Research scientists, some of whom affiliated with Université de Montréal (UdeM), conducted a study to demonstrate how they can predict the potential clinical implications of new therapeutic compound based on simple cellular responses. The team conducted the work at Centre de Recherche de l’Hôpital Ste-Justine.
Publishing their results in journal Nature Communications, the team may be on to a major breakthrough that can actually accelerate drug development.
First: The Problem
Developing new drugs is a long, complex, and costly process. It starts with identifying the molecule or “ligand” (such as a drug, hormone, or neurotransmitter) that can activate or block the target or “receptor” involved in a disease. Compound identification and validation is one of the most important steps in ensuring that a new drug provides an effective clinical response with the fewest possible side effects.

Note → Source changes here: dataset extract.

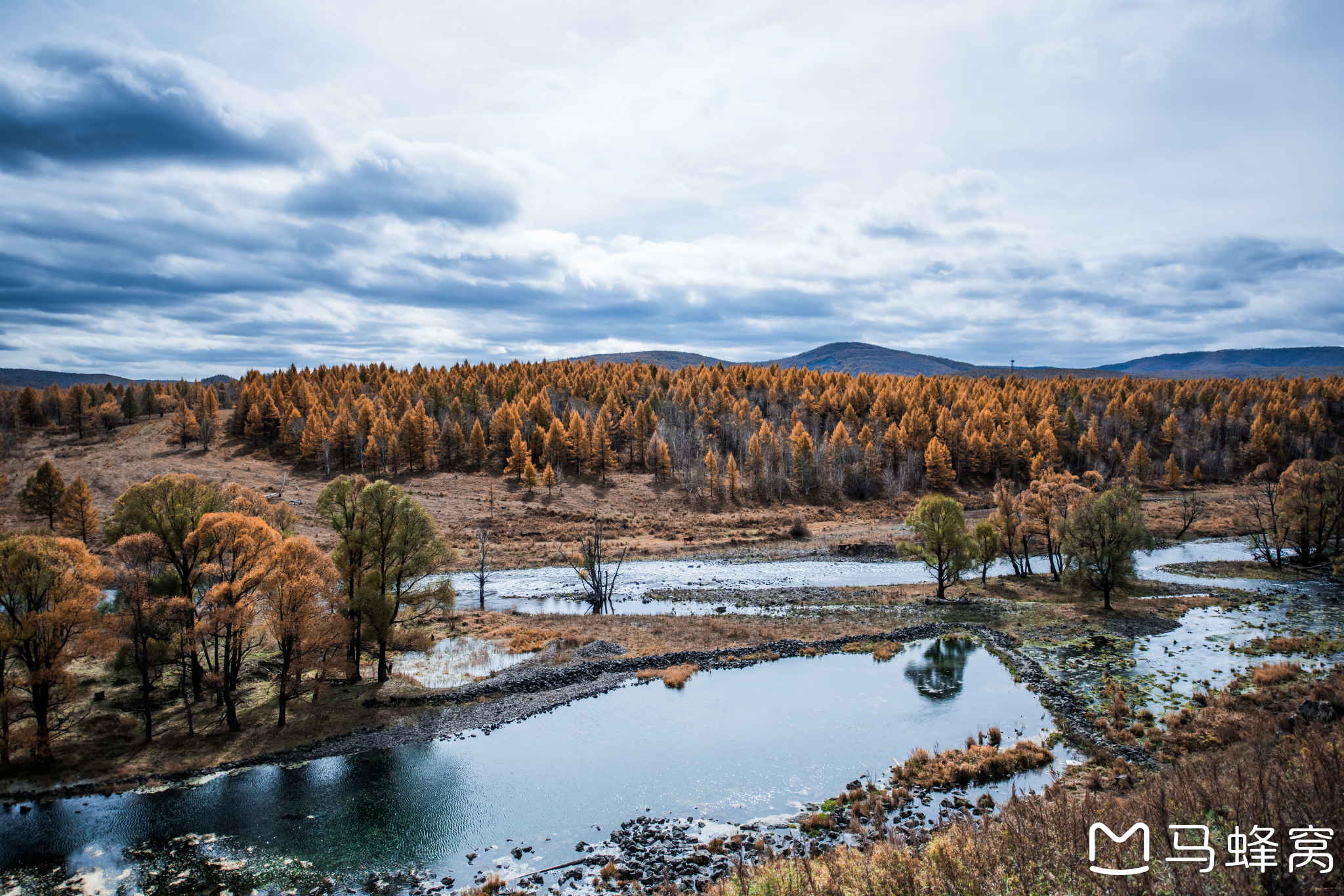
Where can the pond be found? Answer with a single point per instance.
(736, 744)
(554, 589)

The Needle in the Haystack
The researchers needed to devise a method that would enable drug development researchers to identify and improve drug candidate selection. This requires the ability to find a way to categorize large numbers of drug candidates based on similarities in initiating cellular responses that leads investigators to the therapeutic action of new targets.
The team understood that drugs produce desired or undesired clinical actions by changing basic signals within cells. By grouping drugs with known clinical actions and new ligands, they can infer the clinical actions of new compounds by comparing similarities and differences in their signals with known drugs to promote desired clinical responses while avoiding side effects. This method of analysis was developed by using opioid analgesics as prototypes. This made it possible for the team to associate simple cellular signals produced by opioids such as oxycodone, morphine and fentanyl with the frequency with which respiratory depression and other undesirable side effects of these drugs were reported to the Food and Drug Administration’s pharmacovigilance program. At the height of the opioid epidemic, when the risk of death by respiratory depression is at its highest, the team believes this new analytical strategy could lead to the development of safer opioids.
Professor Michel Bouvier reports that their findings helped them to classify large numbers of compounds all the while factoring in a huge array of cellular signals into account. Now the team has a better handle on the predictive value for clinical responses.
“Exploring use of unsupervised clustering to associate signaling profiles of GPCR ligands to clinical response” was published in Nature Communications on September 9, 2019. The co-lead author is Besma Benredjem, a doctoral student in pharmacology studying under Graciela Piñeyro. The co-senior author is Graciela Piñeyro, a researcher at Centre de recherche du CHU Sainte-Justine and associate professor in UdeM’s Department of Pharmacology and Physiology. The study was completed in collaboration with Pfizer Inc. and was financed by the Natural Sciences and Engineering Research Council of Canada, the Canadian Institutes of Health Research, the National Institutes of Health, the Fonds de recherche du Québec – Santé and Mitacs Globalink.